— Сейчас. — Я сдал шинель и фуражку в гардероб, подошел к ним и шутя козырнул: — Для прохождения службы прибыл…
Тараскин смотрел на меня, как будто его заморозили, потом сказал медленно:
— Ну и даешь ты, Шарапов…
— Вот это иконостасик, — сказал восхищенно Гриша.
— Да ты не красней! — хлопнул меня по плечу Мамыкин. — Чай, свои, не чужие…

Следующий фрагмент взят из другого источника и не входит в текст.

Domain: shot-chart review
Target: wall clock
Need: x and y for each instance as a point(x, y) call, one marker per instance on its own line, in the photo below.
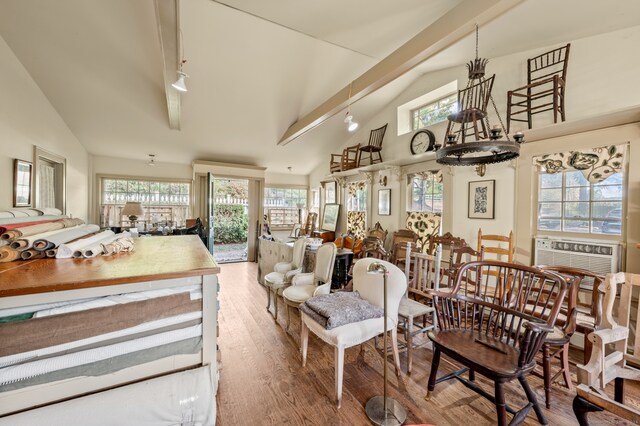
point(422, 141)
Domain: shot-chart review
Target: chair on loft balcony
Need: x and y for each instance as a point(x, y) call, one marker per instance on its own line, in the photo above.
point(346, 161)
point(374, 146)
point(472, 108)
point(546, 83)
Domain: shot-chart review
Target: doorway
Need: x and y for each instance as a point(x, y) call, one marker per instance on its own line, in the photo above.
point(230, 219)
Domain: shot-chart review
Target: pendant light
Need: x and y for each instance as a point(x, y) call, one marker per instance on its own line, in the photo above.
point(179, 84)
point(348, 119)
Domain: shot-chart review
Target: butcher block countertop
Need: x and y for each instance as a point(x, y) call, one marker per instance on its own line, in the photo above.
point(153, 258)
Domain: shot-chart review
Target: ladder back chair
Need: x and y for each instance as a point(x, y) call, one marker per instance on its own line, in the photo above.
point(472, 108)
point(486, 327)
point(425, 278)
point(346, 161)
point(545, 89)
point(374, 146)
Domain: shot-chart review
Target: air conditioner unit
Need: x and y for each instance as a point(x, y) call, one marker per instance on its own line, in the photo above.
point(602, 257)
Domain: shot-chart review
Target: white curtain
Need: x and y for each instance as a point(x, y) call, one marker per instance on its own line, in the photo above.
point(46, 186)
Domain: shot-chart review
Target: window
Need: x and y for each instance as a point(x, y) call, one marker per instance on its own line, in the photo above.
point(567, 202)
point(426, 193)
point(434, 112)
point(284, 206)
point(357, 197)
point(163, 202)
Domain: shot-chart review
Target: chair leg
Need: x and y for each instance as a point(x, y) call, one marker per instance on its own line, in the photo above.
point(508, 111)
point(533, 400)
point(268, 297)
point(566, 373)
point(339, 351)
point(546, 372)
point(409, 340)
point(275, 302)
point(435, 361)
point(288, 317)
point(304, 341)
point(396, 353)
point(501, 407)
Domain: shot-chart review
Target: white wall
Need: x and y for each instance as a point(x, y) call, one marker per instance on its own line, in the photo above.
point(602, 77)
point(27, 119)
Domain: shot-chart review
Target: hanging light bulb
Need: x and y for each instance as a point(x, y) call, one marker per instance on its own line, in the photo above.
point(351, 125)
point(179, 84)
point(348, 119)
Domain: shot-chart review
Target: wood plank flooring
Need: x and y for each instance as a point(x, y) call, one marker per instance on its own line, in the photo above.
point(262, 381)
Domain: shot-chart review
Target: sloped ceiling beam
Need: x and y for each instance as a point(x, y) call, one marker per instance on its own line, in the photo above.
point(168, 23)
point(449, 29)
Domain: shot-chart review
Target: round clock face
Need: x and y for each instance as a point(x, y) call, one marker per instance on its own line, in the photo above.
point(422, 141)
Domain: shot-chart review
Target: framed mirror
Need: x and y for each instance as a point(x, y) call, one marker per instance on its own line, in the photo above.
point(22, 174)
point(50, 173)
point(330, 217)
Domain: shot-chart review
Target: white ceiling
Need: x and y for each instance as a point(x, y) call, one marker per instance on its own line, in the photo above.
point(255, 66)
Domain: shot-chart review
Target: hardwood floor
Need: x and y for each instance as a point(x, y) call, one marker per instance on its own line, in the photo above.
point(262, 381)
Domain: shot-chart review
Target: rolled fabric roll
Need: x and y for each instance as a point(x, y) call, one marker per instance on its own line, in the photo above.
point(120, 245)
point(24, 243)
point(7, 254)
point(31, 254)
point(64, 236)
point(67, 251)
point(40, 228)
point(98, 248)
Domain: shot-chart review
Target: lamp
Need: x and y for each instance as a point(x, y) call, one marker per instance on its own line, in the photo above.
point(179, 84)
point(380, 409)
point(348, 119)
point(479, 152)
point(133, 209)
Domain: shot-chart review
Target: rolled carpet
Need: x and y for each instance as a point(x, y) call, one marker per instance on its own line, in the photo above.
point(66, 251)
point(64, 236)
point(98, 248)
point(120, 245)
point(6, 227)
point(40, 228)
point(32, 254)
point(24, 243)
point(7, 254)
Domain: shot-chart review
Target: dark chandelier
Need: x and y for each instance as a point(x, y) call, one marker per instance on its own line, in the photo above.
point(459, 152)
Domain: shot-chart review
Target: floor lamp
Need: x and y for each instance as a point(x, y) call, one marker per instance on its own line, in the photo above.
point(380, 409)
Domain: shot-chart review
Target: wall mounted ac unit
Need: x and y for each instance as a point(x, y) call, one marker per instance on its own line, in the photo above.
point(596, 256)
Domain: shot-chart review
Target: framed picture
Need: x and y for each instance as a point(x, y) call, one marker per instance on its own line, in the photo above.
point(330, 217)
point(384, 202)
point(22, 172)
point(330, 192)
point(482, 199)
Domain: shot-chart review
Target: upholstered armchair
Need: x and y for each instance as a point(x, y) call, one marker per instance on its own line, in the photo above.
point(305, 286)
point(283, 273)
point(370, 287)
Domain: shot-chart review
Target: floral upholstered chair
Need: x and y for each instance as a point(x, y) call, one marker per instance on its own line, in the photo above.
point(424, 225)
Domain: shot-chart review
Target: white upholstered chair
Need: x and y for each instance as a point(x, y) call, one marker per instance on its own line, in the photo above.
point(370, 287)
point(305, 286)
point(283, 273)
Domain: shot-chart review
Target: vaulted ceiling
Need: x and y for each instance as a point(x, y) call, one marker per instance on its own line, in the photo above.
point(255, 67)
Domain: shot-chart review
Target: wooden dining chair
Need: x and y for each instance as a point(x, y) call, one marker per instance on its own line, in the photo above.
point(488, 328)
point(374, 146)
point(545, 88)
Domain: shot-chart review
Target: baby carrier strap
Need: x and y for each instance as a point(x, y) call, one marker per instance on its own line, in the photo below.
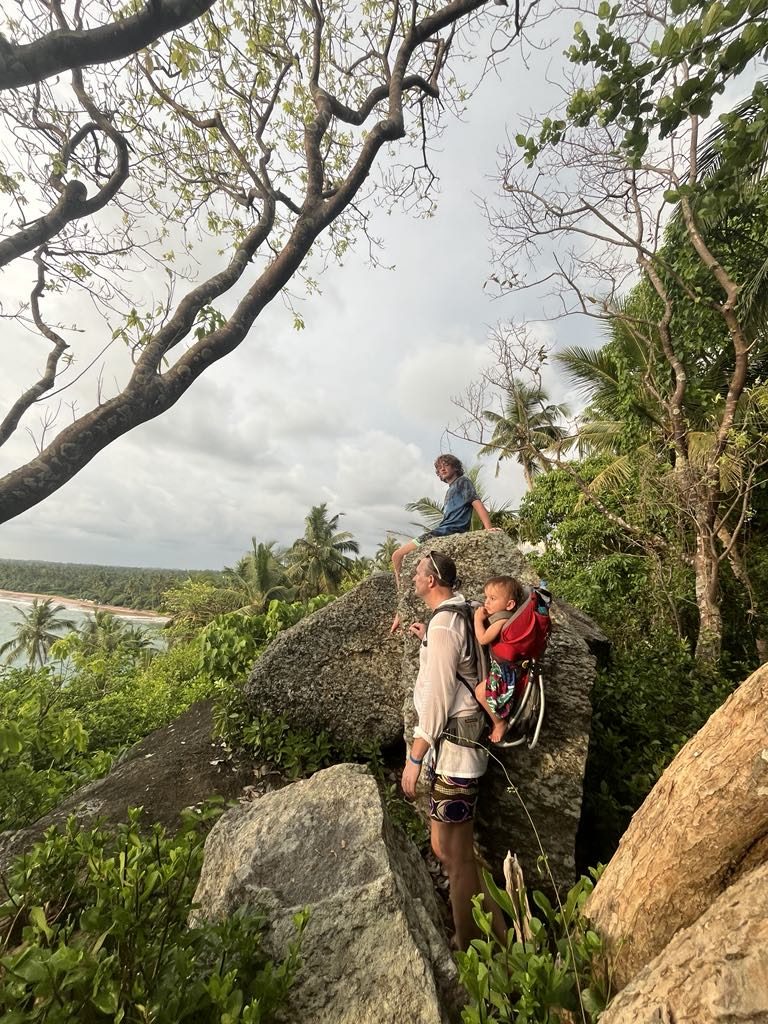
point(466, 730)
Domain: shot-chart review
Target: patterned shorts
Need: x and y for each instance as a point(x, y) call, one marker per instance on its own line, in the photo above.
point(453, 800)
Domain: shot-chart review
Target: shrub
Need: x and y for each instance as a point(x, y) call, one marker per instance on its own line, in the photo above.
point(95, 929)
point(554, 972)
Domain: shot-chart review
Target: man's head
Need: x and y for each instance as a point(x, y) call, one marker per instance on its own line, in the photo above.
point(435, 579)
point(448, 468)
point(502, 594)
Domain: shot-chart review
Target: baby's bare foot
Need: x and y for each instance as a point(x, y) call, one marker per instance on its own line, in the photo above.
point(498, 732)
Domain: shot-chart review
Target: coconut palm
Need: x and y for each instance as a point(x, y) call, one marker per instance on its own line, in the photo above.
point(259, 576)
point(37, 630)
point(318, 559)
point(527, 427)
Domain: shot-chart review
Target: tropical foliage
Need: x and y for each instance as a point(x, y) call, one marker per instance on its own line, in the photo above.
point(95, 927)
point(37, 631)
point(320, 560)
point(527, 428)
point(118, 585)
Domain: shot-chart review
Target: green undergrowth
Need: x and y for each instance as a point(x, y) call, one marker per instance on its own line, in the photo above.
point(550, 970)
point(94, 928)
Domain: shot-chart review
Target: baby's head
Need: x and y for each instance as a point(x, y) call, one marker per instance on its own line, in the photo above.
point(502, 594)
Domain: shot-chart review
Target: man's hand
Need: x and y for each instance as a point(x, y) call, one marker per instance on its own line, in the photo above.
point(410, 777)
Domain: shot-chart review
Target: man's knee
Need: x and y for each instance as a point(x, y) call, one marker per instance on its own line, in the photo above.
point(435, 843)
point(399, 555)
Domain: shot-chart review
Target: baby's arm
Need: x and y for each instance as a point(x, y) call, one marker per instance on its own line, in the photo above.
point(483, 632)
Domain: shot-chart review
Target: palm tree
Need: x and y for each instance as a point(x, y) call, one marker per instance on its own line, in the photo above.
point(259, 576)
point(320, 557)
point(383, 556)
point(37, 630)
point(527, 427)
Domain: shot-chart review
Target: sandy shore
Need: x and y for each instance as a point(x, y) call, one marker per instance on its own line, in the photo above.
point(73, 602)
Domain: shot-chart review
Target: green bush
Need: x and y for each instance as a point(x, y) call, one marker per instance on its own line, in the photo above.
point(95, 929)
point(556, 974)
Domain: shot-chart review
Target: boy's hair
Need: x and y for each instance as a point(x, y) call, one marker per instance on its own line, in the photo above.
point(512, 588)
point(450, 460)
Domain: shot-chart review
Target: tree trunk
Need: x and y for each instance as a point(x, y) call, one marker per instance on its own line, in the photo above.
point(702, 825)
point(739, 572)
point(707, 569)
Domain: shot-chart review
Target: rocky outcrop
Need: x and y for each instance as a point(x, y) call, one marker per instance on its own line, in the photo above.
point(341, 671)
point(337, 670)
point(702, 825)
point(171, 769)
point(373, 949)
point(713, 972)
point(547, 782)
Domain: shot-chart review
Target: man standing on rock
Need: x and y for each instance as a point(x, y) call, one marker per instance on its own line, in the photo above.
point(454, 769)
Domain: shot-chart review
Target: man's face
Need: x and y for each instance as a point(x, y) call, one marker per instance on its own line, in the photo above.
point(424, 572)
point(445, 471)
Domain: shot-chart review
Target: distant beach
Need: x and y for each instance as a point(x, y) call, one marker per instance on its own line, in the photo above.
point(73, 602)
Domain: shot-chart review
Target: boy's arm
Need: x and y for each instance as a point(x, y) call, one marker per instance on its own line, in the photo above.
point(483, 516)
point(489, 633)
point(483, 632)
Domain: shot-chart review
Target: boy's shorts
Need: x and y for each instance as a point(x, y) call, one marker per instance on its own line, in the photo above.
point(453, 800)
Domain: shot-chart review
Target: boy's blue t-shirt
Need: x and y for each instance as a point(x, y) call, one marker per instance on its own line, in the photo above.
point(457, 510)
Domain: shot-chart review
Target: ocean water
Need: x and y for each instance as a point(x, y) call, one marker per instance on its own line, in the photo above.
point(11, 610)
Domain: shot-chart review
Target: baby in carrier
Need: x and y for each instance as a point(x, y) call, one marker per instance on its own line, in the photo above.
point(516, 631)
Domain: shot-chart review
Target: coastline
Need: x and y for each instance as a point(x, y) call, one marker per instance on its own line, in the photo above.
point(74, 602)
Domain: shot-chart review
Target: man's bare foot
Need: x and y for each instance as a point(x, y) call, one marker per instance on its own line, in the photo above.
point(498, 732)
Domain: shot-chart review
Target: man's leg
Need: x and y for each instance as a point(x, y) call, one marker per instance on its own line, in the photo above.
point(453, 844)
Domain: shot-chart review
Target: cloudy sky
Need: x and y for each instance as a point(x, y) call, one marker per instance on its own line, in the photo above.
point(350, 411)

— Это я от удовольствия, — пробормотал я смущенно.
— Тихарь же ты, Шарапов, — мотал сокрушенно головой Тараскин. — Хоть бы словечко сказал…
— А что я тебе должен был говорить? — спросил я растерянно.
— Шарапов, я о тебе заметку в нашу многотиражку напишу, — пообещал Гриша.
— Да бросьте вы, в самом деле!
И в это время появился Жеглов. Он меня в первый момент, по-моему, не узнал даже и собирался пробежать мимо и, только поравнявшись, заложил вдруг крутой вираж, присмотрелся внимательно, оценил и сказал Мамыкину:
— Учись, каких орлов надо воспитывать! Не то что твои задохлики!..
Даже мамыкинские «задохлики», стоявшие тут же, рассмеялись, и я сам был уже не рад, что стал предметом всеобщего обсуждения и рассмотрения. А Жеглов, одобрительно похлопывая меня по спине, сказал:
— Вот когда за работу в МУРе тебе столько же нацепят, сможешь сказать, что жизнь прожил не зря. И не будет тебя жечь позор за бесцельно прожитые годы…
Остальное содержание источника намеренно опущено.